世は争乱…
我は室町幕府、第9代征夷大将軍・足利義尚(あしかがよしひさ)である。
聡明丸(そうめいまる、後の細川政元〔ほそかわまさもと〕)は父・勝元(かつもと)に連れられ、龍安寺(りょうあんじ)の跡にいた。
そこで見たのは石が点在している庭地であった。
勝元「聡明丸、ここには、わしが創建した龍安寺があった場所だ。」
聡明丸「龍安寺は存じております。立派な枯山水(かれさんすい)の庭園があったと聞いておりまする。」
勝元「うむ。ここに石が複数ある。石の数を数えてみよ。」
聡明丸「はい。1,2,3……14にございます。
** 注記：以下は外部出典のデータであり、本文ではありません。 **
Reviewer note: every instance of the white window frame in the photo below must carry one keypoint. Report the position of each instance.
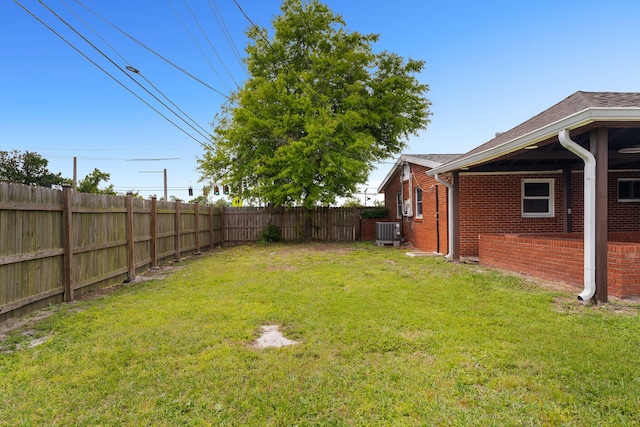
(551, 212)
(634, 199)
(419, 202)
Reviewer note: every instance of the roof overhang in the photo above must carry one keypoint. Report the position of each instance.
(580, 119)
(407, 158)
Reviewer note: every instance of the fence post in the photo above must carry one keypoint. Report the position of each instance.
(211, 235)
(178, 227)
(67, 243)
(197, 209)
(131, 262)
(154, 232)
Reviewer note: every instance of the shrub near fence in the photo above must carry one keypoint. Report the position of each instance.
(56, 245)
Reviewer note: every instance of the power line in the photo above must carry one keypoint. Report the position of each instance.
(210, 44)
(175, 12)
(102, 69)
(127, 74)
(227, 34)
(152, 51)
(135, 70)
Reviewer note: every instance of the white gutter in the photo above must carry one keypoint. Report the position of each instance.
(579, 119)
(449, 254)
(589, 213)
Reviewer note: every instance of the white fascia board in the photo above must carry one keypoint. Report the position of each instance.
(577, 120)
(421, 162)
(389, 175)
(409, 159)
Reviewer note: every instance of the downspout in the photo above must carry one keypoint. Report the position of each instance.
(449, 254)
(589, 213)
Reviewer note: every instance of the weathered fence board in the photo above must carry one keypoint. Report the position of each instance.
(56, 245)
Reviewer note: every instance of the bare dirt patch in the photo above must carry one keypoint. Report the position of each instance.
(272, 337)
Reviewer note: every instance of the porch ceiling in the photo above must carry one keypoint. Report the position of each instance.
(550, 155)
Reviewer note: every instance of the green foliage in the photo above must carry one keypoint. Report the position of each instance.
(378, 212)
(320, 107)
(27, 168)
(91, 183)
(271, 234)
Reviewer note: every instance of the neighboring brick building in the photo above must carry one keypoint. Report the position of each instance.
(416, 201)
(520, 202)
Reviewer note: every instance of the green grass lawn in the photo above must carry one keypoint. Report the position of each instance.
(385, 339)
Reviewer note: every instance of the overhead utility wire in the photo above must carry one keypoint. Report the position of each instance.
(210, 44)
(127, 74)
(102, 69)
(133, 69)
(227, 33)
(206, 58)
(153, 51)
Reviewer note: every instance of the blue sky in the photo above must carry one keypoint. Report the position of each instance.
(490, 65)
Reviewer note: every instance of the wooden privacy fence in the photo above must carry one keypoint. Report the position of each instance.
(56, 245)
(244, 225)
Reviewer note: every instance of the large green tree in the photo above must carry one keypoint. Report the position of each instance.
(27, 168)
(318, 110)
(91, 183)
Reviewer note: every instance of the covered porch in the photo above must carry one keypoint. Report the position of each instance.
(583, 228)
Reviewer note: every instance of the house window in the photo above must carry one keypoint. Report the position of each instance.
(629, 190)
(537, 198)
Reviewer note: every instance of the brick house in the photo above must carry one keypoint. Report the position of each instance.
(557, 197)
(416, 201)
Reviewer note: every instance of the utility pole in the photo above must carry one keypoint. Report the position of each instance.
(75, 173)
(165, 186)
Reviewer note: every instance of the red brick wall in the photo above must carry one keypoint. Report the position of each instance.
(491, 204)
(368, 228)
(424, 233)
(561, 258)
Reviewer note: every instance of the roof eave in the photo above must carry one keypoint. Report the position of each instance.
(577, 120)
(410, 159)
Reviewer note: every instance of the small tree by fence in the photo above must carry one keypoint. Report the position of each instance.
(57, 245)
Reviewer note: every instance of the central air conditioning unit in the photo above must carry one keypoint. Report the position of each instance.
(387, 233)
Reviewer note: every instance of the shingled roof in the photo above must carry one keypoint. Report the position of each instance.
(570, 113)
(426, 160)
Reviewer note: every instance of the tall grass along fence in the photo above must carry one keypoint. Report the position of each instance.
(57, 245)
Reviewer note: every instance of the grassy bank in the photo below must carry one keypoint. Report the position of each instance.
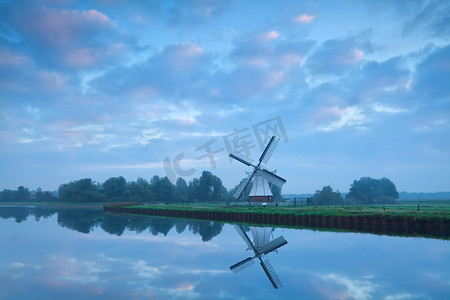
(430, 211)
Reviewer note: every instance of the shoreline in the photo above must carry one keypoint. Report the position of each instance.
(399, 225)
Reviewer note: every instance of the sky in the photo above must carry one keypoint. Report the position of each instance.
(99, 89)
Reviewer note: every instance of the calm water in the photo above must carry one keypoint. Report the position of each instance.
(84, 254)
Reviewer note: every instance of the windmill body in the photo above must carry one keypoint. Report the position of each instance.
(260, 191)
(261, 177)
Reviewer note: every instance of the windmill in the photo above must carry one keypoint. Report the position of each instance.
(261, 246)
(260, 189)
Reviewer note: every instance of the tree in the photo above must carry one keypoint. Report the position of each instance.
(83, 190)
(115, 188)
(22, 194)
(326, 197)
(162, 189)
(140, 190)
(210, 188)
(372, 191)
(181, 190)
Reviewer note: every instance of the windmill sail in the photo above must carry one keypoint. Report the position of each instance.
(260, 194)
(242, 158)
(270, 148)
(274, 179)
(245, 237)
(273, 245)
(270, 272)
(242, 265)
(241, 189)
(260, 251)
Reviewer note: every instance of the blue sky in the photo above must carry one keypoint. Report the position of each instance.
(134, 88)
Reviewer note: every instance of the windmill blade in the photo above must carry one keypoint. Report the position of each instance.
(269, 150)
(242, 265)
(272, 245)
(274, 179)
(245, 237)
(241, 189)
(242, 158)
(270, 272)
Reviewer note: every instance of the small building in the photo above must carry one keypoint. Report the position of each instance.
(260, 192)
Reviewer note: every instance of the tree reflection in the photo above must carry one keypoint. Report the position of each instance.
(85, 220)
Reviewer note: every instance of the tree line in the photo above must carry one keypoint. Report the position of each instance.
(365, 191)
(207, 188)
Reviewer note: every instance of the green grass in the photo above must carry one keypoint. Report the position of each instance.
(429, 211)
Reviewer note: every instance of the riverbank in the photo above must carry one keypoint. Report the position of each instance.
(435, 224)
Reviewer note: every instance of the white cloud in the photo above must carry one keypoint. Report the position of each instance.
(401, 297)
(304, 18)
(349, 116)
(357, 289)
(388, 109)
(145, 271)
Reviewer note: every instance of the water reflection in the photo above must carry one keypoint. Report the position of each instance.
(84, 220)
(263, 243)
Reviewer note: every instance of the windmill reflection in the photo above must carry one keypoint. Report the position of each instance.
(263, 243)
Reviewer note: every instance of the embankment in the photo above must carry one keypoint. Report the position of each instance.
(378, 224)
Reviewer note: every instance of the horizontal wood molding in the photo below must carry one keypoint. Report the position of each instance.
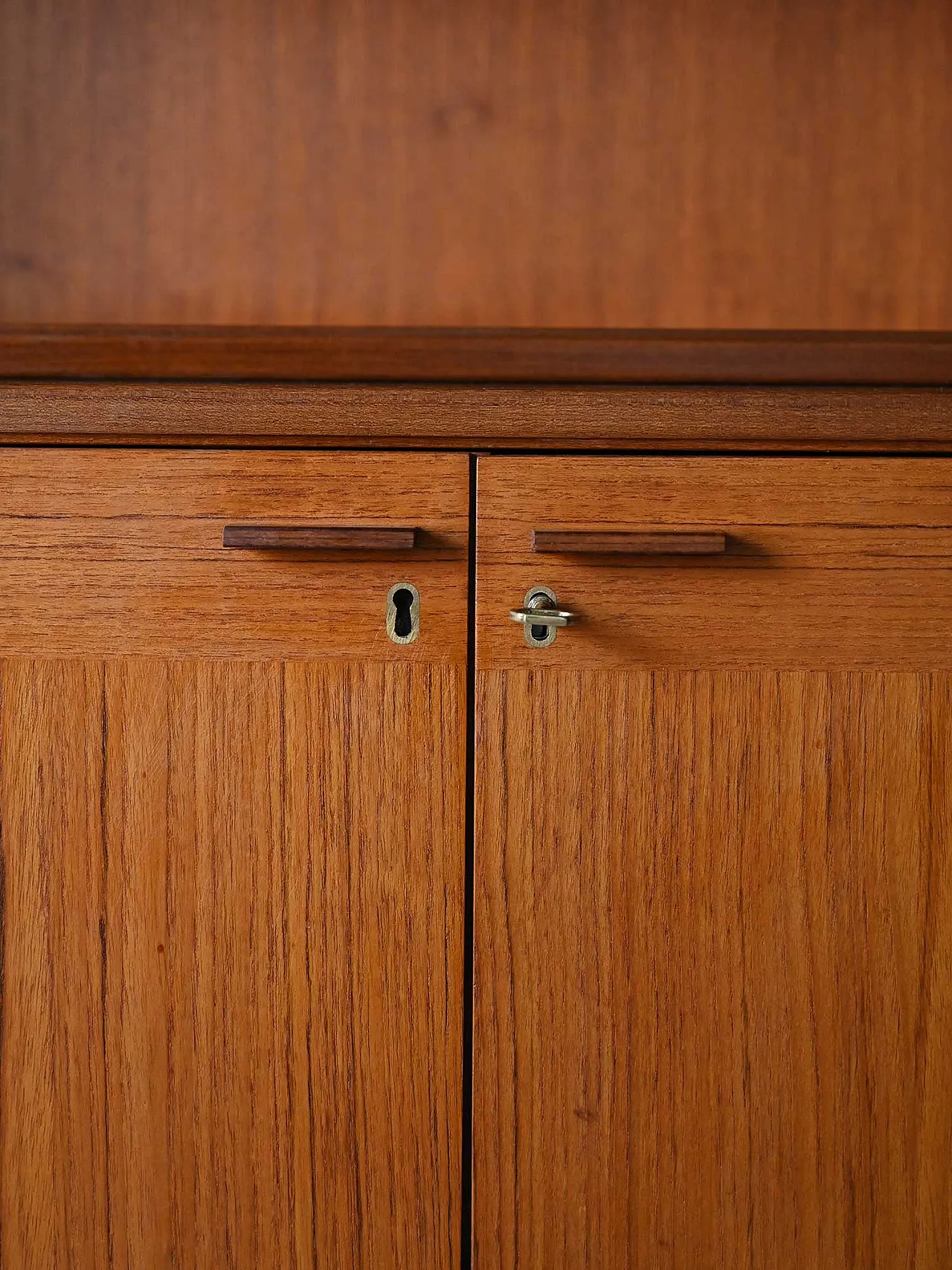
(470, 416)
(480, 355)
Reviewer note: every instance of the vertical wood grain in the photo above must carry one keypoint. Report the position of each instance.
(714, 969)
(54, 1118)
(687, 163)
(233, 963)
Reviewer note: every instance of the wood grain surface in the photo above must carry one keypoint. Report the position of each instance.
(413, 414)
(714, 969)
(831, 563)
(309, 537)
(688, 163)
(233, 963)
(474, 355)
(118, 553)
(649, 542)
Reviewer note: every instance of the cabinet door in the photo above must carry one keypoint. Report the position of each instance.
(233, 862)
(714, 865)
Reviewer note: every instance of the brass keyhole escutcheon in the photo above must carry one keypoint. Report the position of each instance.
(402, 612)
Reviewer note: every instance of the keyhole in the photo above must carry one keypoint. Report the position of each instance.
(402, 602)
(402, 612)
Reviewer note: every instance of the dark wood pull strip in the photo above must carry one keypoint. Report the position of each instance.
(314, 537)
(652, 542)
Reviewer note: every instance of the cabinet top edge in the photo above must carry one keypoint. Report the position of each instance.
(476, 355)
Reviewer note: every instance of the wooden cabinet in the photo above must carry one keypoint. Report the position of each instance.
(233, 864)
(714, 867)
(329, 949)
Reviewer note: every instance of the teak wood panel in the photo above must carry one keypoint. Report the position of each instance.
(233, 963)
(474, 355)
(550, 418)
(117, 551)
(831, 563)
(714, 969)
(231, 865)
(692, 163)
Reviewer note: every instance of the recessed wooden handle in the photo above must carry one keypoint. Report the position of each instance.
(316, 537)
(652, 542)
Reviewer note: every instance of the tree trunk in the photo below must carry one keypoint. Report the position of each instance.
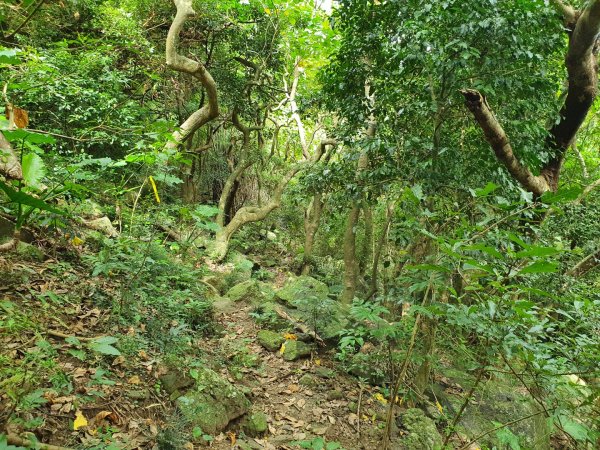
(379, 250)
(312, 218)
(351, 267)
(248, 214)
(196, 69)
(366, 253)
(581, 67)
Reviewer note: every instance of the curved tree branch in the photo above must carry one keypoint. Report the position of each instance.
(581, 67)
(196, 69)
(498, 140)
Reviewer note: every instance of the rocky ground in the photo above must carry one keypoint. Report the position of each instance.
(74, 375)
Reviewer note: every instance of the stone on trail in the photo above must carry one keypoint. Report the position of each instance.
(255, 424)
(212, 403)
(251, 291)
(295, 349)
(302, 288)
(270, 340)
(419, 431)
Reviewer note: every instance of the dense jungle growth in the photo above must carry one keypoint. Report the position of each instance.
(284, 224)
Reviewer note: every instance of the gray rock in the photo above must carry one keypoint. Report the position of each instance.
(295, 349)
(175, 380)
(419, 432)
(302, 288)
(308, 381)
(29, 252)
(255, 424)
(213, 403)
(270, 340)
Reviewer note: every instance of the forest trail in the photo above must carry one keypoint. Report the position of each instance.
(302, 398)
(84, 391)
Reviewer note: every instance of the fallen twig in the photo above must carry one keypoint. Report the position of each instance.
(66, 336)
(13, 439)
(299, 325)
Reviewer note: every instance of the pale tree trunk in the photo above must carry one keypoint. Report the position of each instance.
(196, 69)
(312, 218)
(581, 67)
(351, 266)
(379, 249)
(312, 215)
(366, 253)
(249, 214)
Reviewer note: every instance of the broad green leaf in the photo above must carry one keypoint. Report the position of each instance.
(25, 199)
(482, 192)
(535, 250)
(485, 249)
(540, 267)
(105, 349)
(28, 136)
(34, 170)
(562, 195)
(576, 430)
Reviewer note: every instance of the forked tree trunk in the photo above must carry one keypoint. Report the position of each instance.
(196, 69)
(248, 214)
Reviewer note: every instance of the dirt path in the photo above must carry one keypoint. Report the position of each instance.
(302, 399)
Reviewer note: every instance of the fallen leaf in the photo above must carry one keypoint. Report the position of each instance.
(80, 420)
(232, 437)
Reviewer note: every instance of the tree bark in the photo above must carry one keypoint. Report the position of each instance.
(581, 67)
(196, 69)
(378, 251)
(312, 218)
(10, 165)
(351, 267)
(249, 214)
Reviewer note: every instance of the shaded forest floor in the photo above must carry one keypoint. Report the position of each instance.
(89, 362)
(53, 313)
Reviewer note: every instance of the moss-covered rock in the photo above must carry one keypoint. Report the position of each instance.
(420, 432)
(302, 288)
(213, 403)
(270, 340)
(255, 424)
(248, 290)
(29, 252)
(308, 380)
(295, 349)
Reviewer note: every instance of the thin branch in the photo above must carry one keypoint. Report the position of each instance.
(27, 19)
(568, 12)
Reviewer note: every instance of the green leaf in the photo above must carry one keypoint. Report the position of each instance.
(576, 430)
(105, 349)
(434, 267)
(25, 199)
(34, 170)
(9, 56)
(28, 136)
(562, 195)
(103, 345)
(535, 250)
(485, 249)
(488, 189)
(540, 267)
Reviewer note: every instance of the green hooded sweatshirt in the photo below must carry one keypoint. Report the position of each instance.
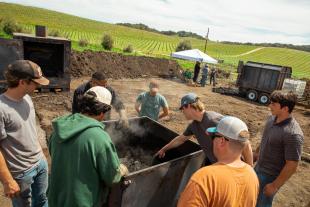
(84, 162)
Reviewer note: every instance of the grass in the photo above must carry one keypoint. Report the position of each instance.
(147, 43)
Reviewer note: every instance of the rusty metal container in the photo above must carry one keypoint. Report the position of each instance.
(161, 183)
(52, 54)
(41, 31)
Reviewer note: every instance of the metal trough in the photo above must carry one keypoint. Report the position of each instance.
(161, 183)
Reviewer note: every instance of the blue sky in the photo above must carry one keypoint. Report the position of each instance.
(284, 21)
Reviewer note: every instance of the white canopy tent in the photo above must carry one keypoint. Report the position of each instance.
(194, 55)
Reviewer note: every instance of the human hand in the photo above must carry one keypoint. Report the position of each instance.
(161, 153)
(270, 189)
(11, 189)
(123, 169)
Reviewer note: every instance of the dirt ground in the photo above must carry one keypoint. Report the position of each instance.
(296, 192)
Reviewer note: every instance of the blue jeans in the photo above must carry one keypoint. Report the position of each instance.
(264, 179)
(33, 185)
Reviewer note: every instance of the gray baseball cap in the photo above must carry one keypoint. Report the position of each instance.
(188, 99)
(230, 127)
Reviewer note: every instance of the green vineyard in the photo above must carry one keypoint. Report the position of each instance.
(147, 43)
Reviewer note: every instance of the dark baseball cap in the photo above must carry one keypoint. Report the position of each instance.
(27, 69)
(188, 99)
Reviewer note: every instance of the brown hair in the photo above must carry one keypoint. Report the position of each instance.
(198, 105)
(288, 99)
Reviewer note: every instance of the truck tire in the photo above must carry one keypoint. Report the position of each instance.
(264, 98)
(252, 95)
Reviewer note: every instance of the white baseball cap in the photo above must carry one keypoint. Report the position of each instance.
(230, 127)
(103, 95)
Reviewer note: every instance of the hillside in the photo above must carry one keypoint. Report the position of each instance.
(148, 43)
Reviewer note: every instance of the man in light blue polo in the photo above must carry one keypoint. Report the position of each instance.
(149, 103)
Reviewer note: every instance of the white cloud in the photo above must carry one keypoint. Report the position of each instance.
(283, 21)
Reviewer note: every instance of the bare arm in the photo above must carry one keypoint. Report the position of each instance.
(164, 113)
(177, 141)
(137, 107)
(288, 170)
(248, 154)
(11, 188)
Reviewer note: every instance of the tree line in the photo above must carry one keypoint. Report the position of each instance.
(305, 48)
(169, 32)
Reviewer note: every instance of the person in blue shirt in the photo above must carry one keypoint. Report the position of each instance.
(149, 103)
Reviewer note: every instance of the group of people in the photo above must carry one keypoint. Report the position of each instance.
(84, 162)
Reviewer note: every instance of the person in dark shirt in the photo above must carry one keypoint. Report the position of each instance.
(99, 79)
(280, 149)
(196, 71)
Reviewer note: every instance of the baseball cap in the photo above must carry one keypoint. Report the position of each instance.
(230, 127)
(103, 95)
(27, 69)
(188, 99)
(154, 86)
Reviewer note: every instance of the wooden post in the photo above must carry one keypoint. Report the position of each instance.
(206, 40)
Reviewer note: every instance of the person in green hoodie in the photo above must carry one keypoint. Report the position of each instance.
(84, 160)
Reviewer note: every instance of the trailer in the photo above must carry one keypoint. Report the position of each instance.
(256, 81)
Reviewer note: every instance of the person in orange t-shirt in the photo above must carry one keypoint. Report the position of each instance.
(230, 181)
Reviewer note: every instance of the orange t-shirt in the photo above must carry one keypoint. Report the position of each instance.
(221, 185)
」
勝元「うむ、そなたの目には14と写ったか…ここの石は全部で15個ある。」
聡明丸「えっ⁈今一度数えてみます。1,2……やはり14個です。」
勝元「実は15個の石を14戸に見えるように配置してあるのだ。」
聡明丸「なんと…」
勝元「15という数は完全なるものを意味する。14しかないということは不完全な庭…ということになる。」
聡明丸は何度数えても14個の石が見えるだけだった。
勝元「その足りないものを見ようとする、追求する心を忘れてはならぬぞ。この庭はそうゆう心を忘れまじと思い作ったのだ。」
聡明丸「追求する心…」
勝元は夜空を見上げ、
勝元「その心ができた時、そなたにも15個の石が見えるかもしれんぞ。」
聡明丸「父上は見えたのですか?」
勝元「未だ見えておらぬ…完全なるものはいずれ崩壊する。今の幕府も同じだ…わしも宗全(そうぜん)殿も完全なるものを求めて乱が起きてしまった…しかし、それは誤りだったのだ。完全と思われた幕府を壊してしまった。不完全なものを追求するからこそ、人は努力する。わしはそれを忘れてしまっていた…。」
その時、
勝元「ゴホッ!ゴホッ!」
勝元は血を吐いた。
聡明丸「父上!!血を…」
勝元「…わしの命も長くない。」
聡明丸「病なら、医師を呼びましょう。」
勝元「病ではない……何者かがわしに毒を盛ったのだろう。」
聡明丸「それなら、なおさら医師に…」
勝元「聡明丸、聞け!わしはこうなる運命であったのだろう。わしが消えたら、そなたは細川家の当主になり、山名と和睦するのだ。そして、乱を治めよ!」
そう言って勝元はその場に倒れてしまった…。